Howdy --
Well, I'm afraid I can't answer it because I don't have inside knowledge of any particular vendor's implementation. Remember that the specification does not really define this process at all... in fact, the lifecycle and OID diagrams are meant to be a *conceptual* picture of how it works, and not, according to the spec, "prescriptive." In other words, the Container doesn't necessarily create the objects in the way that it's shown in the diagrams. The only thing the Container must do is BEHAVE as if that's how it works.
For example, the Container might give each and every client a reference to the SAME remote service, and the stub carries enough information for the service to simply route it to the Container where the Container then lays the services in and invokes (if and when it is appropriate) the bean's method. So, there might not even *be* a real instance representing an
EJB object. When the bean calls getEJBObject() on its context, the bean is getting back *something* that implements the EJBObject interface, but you have no idea what or how that implementation exists in the Container.
And of course it will be different depending on whether the bean is stateful or stateless. So the question of what really happens to make that link is not a question that can be answered in the spec-- it can be answered only by a vendor who tells you how they chose to do it. From the Bean Provider's perspective, you have to know that it is guaranteed to BEHAVE in a particular way, as if it DID look just like the pictures in the spec (or in our book, for that matter), with all the objects floating around in the Container just as they are in the pictures, but what is inside the Container might look very, very different.

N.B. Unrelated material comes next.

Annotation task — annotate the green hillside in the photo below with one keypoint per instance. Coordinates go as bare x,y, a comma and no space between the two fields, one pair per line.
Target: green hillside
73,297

All I'm concerned with is that I KNOW, for example, that within my ejbCreate() method (for a session bean but NOT an entity bean) I am allowed to call getEJBObject() on my context, and *something* that implements that interface will be returned. And that the EJBObject implementation I get back can be passed to others as part of an argument or return, and that a remote stub (or something that functions as the stub) will be substituted, and that *whatever* that stub is, it can be used to invoke the component interface methods.
So, I did a lousy job of answering your question

, but as far as the spec and exam goes, this is all we can ever know about it. If you want more details, you'll have to get vendor-specific info, which of course could (and usually is) wildly different from Container to Container, and even within different versions of the same vendor's product.